1.17 Machine learning lecture 18  (Page 5/11)

If you want an example that is kind of fun but unusual is, and I’m just gonna use this as an example and actually use this little bit example in today’s lecture is the inverted pendulum problem which is sort of a long-running classic in reinforcement learning in which imagine that you have a little cart that’s on a rail. The rail ends at some point and if you imagine that you have a pole attached to the cart, and this is a free hinge and so the pole here can rotate freely, and your goal is to control the cart and to move it back and forth on this rail so as to keep the pole balanced. Yeah, there’s no long pole in this class but you know what I mean, so you can imagine. Oh, is there a long pole here?

Student: Back in the corner.

Instructor (Andrew Ng) :Oh, thanks. Cool. So I did not practice this but you can take a long pole and sort of hold it up, balance, so imagine that you can do it better than I can. Imagine these are [inaudible] just moving back and forth to try to keep the pole balanced, so you can actually us the reinforcement learning algorithm to do that. This is actually one of the longstanding classic problems that people [inaudible]implement and play off using reinforcement learning algorithms, and so for this, the states would be X and T, so X would be the position of the cart, and T would be the orientation of the pole and also the linear velocity and the angular velocity of the pole, so I’ll actually use this example a couple times.

So to read continuous state space, how can you apply an algorithm like value iteration and policy iteration to solve the MDP to control like the car or a helicopter or something like the inverted pendulum? So one thing you can do and this is maybe the most straightforward thing is, if you have say a two-dimensional continuous state space, a S-1 and S-2 are my state variables, and in all the examples there are I guess between 4-dimensional to 12-dimensional. I’ll just draw 2-D here. The most straightforward thing to do would be to take the continuous state space and discretize it into a number of discrete cells.

And I use S-bar to denote they’re discretized or they’re discrete states, and so you can [inaudible] with this continuous state problem with a finite or discrete set of states and then you can use policy iteration or value iteration to solve for V*(s)-bar and ?*(s)-bar. And if you’re robot is then in some state given by that dot, you would then figure out what discretized state it is in. In this case it’s in, this discretized dygrid cell that’s called S-bar, and then you execute. You choose the policy. You choose the action given by applied to that discrete state, so discretization is maybe the most straightforward way to turn a continuous state problem into a discrete state problem.

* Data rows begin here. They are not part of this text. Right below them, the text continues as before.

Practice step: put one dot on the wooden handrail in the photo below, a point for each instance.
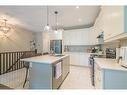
(10, 61)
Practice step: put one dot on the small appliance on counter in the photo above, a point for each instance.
(111, 53)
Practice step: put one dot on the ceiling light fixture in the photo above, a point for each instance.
(4, 28)
(47, 27)
(77, 7)
(56, 27)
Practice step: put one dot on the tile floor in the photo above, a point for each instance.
(78, 78)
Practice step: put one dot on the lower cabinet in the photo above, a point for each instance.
(110, 79)
(78, 58)
(56, 83)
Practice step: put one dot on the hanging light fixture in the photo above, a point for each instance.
(56, 27)
(47, 27)
(4, 28)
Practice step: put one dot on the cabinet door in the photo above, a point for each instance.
(113, 18)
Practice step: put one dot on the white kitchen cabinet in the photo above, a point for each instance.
(55, 36)
(47, 36)
(79, 37)
(78, 58)
(98, 77)
(111, 21)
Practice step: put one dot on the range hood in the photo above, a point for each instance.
(116, 38)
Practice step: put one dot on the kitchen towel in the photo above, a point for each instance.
(58, 71)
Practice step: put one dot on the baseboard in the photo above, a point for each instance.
(79, 66)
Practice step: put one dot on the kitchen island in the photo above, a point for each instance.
(48, 72)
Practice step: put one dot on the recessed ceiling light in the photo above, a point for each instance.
(77, 7)
(79, 19)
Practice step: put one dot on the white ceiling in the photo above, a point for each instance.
(34, 17)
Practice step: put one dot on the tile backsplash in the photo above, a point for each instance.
(78, 48)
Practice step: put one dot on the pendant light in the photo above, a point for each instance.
(4, 28)
(56, 28)
(47, 27)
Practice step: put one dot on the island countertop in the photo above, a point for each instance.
(47, 59)
(105, 63)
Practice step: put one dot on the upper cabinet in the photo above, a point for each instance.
(112, 22)
(78, 37)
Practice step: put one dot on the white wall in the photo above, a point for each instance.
(39, 41)
(18, 39)
(79, 37)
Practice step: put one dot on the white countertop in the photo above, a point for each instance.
(47, 59)
(105, 63)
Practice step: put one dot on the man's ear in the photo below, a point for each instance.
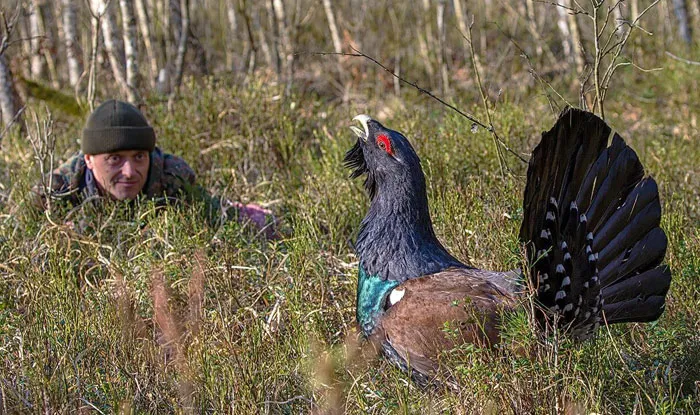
(89, 162)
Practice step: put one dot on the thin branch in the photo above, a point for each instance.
(471, 118)
(420, 89)
(678, 58)
(14, 120)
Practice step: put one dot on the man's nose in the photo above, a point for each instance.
(128, 169)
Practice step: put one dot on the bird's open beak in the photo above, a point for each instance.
(363, 119)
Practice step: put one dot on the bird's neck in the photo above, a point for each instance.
(396, 240)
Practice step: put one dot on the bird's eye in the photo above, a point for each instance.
(384, 143)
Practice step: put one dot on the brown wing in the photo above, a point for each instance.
(441, 311)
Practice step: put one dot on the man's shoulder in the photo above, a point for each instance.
(169, 174)
(67, 176)
(175, 166)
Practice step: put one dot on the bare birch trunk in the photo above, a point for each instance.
(251, 47)
(335, 36)
(444, 74)
(36, 33)
(70, 36)
(425, 39)
(532, 23)
(108, 23)
(9, 102)
(276, 47)
(579, 52)
(232, 33)
(265, 48)
(286, 55)
(130, 34)
(147, 36)
(182, 44)
(462, 25)
(563, 24)
(23, 25)
(684, 29)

Sometimes you can sorta make this work but a couple of reasons why this does not work very well. One reason is the following, and for this picture, let’s even temporarily put aside reinforcement learning. Let’s just think about doing regression for now and so suppose you have some invariable X and suppose I have some data, and I want to fill a function. Y is the function of X, so discretization is saying that I’m going to take my horizontal Xs and chop it up into a number of intervals. Sometimes I call these intervals buckets as well. We chop my horizontal Xs up into a number of buckets and then we’re approximate this function using something that’s piecewise constant in each of these buckets. And just look at this.